There are two versions of the MAPP: a self-report and an informant report version. For both, the participant assigns a score (0,1,2, or 3) on each item to the target, indicating that the person “never,” “sometimes,” “often,” or “always” displays this characteristic. The self-report version of the MAPP has good test-retest reliability, and comparisons between the MAPP and other standard PD questionnaires and structured interviews have shown moderate agreement (Okada & Oltmanns, 2007; Oltmanns & Turkheimer, 2006). Self- and informant report scales from the MAPP show strong relationships to 1) traits from the Five Factor Model of personality (Friedman, Oltmanns, Gleason, & Turkheimer, 2006; Friedman, Oltmanns, & Turkheimer, 2007; Oltmanns, Friedman, Fiedler, & Turkheimer, 2004; South, Oltmanns, & Turkheimer, 2005), 2) impaired social and interpersonal functioning (Clifton, Turkheimer, & Oltmanns, 2005; Oltmanns et al., 2002), and 3) laboratory and life-event outcome measures of impaired functioning (Fiedler, Oltmanns, & Turkheimer, 2004; South, Oltmanns, & Turkheimer, 2003).
In the current study, each participant (husband and wife) completed the self-report version of the MAPP and the informant report version regarding their spouse2. Scores on individual PD items were summed to create 11 PD dimensional scales, one for each of the DSM-IV PDs and one total summary score of all PD symptoms.
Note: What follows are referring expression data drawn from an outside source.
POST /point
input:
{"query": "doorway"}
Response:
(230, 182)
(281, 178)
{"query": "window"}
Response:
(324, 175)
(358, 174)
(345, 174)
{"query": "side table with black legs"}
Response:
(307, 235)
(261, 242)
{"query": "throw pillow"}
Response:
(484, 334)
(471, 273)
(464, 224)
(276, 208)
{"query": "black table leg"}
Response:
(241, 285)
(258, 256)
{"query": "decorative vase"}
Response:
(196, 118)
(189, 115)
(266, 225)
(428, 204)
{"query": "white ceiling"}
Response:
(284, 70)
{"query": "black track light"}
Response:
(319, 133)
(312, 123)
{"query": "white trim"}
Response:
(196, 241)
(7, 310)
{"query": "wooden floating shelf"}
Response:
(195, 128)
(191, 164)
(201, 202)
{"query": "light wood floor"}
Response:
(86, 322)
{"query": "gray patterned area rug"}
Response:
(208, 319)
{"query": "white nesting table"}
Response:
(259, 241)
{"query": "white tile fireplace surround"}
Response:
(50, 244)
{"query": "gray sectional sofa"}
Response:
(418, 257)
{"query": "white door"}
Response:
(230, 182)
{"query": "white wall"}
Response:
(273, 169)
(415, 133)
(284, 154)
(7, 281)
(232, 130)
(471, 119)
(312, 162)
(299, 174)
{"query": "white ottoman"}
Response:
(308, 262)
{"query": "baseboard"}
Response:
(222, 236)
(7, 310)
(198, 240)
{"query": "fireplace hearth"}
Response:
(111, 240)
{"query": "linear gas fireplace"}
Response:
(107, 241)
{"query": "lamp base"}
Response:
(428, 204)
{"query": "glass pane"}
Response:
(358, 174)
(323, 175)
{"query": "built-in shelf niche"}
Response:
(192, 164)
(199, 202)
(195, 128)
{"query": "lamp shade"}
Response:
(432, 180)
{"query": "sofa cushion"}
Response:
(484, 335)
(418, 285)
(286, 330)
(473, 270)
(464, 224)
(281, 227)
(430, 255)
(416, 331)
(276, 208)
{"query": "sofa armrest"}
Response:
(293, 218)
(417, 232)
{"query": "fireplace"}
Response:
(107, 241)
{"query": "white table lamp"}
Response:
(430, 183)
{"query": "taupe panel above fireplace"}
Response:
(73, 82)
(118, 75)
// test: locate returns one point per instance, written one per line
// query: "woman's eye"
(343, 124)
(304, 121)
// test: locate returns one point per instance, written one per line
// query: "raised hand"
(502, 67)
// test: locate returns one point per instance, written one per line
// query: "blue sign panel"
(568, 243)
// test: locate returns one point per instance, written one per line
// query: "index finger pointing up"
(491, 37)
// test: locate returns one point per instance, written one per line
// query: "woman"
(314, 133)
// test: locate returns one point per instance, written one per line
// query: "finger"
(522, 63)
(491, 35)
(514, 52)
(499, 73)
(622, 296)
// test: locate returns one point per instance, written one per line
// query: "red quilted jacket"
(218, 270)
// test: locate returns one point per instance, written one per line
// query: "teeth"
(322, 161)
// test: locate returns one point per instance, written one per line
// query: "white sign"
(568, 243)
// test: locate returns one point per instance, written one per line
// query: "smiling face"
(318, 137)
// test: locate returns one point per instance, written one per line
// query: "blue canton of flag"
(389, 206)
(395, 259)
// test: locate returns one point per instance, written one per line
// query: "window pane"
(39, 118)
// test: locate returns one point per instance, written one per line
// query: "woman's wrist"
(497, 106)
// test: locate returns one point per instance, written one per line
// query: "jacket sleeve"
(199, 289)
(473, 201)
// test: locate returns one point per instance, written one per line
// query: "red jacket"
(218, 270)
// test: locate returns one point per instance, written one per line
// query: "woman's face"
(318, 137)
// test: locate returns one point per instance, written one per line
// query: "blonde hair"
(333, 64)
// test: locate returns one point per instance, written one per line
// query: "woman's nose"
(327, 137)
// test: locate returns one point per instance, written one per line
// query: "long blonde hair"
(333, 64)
The means for the self-reported overall PD total scores were 37.35 (SD=18.89, range=6–94) for wives and 34.09 (SD=15.60, range=7–74) for husbands; corresponding means for spouse-reported PD total score were 33.12 (SD=21.24, range=6–105) for wives and 28.50 (SD=15.46, range=3–108). As expected given the community sample, approximately 15% of husbands and 12% of wives endorsed enough symptoms, from self-report on the MAPP, to fulfill the criteria for a personality disorder.
Assessment of marital satisfaction
All participants completed the Short Marital Adjustment Test (SMAT; Lock & Wallace, 1959), a 15-item scale that is widely used as a measure of marital satisfaction. Eight questions ask for a rating of perceived agreement across several areas of possible conflict (“sex relations”, “handling family finances”), six questions assess the couples’ means of conflict resolution, cohesion, and communication, and a final question asks for an overall rating of the marriage. Responses to all items are weighted and combined to form an overall index of marital satisfaction, with higher scores indicating better levels of adjustment. The SMAT demonstrates adequate cross-sectional reliability and discriminates between nondistressed spouses and spouses with documented marital problems. Alpha coefficients for the two SMAT scale scores were 0.79 (wife) and 0.76 (husband). Participants in this sample were relatively happy, averaging a score of 109 for wives and 110 for husbands, but demonstrated a wide range of variance in satisfaction (SD = 20.95 for wives, 18.64 for husbands). Roughly ¼ of the sample (28% of wives, 22% of husbands) was below the typical distress threshold of 100 (Rogge & Bradbury, 1999). There was no significant difference between husbands’ and wives’ self-reported satisfaction (t(81)=0.60, p=ns), and satisfaction was correlated 0.49 for husbands and wives
Assessment of partner violence
The Conflict Tactics Scale (CTS; Straus, 1979) consists of 18 items that measure the frequency of a variety of functional, verbally aggressive, and physically aggressive conflict tactics. The CTS has demonstrated good reliability (split half=0.90; Straus, 1979) and has been used in national surveys of the prevalence of marital aggression (Straus & Gelles, 1990). The CTS lists each behavior twice, asking what the participant has done to his or her partner and what the partner has done to the participant. For each behavior listed, the participant indicates whether the behavior has ever occurred, or if it has happened in the past 12 months, how often (on a 0–6 scale representing never to more than 20 times). We used the higher of the two past-year frequencies reported by either spouse (i.e., if a wife reported a greater number of incidents than her husband, the frequency she reported was used). Therefore, the final scores were a past-year composite of both the target’s report of their own behavior and a spouse’s report of the target’s behavior.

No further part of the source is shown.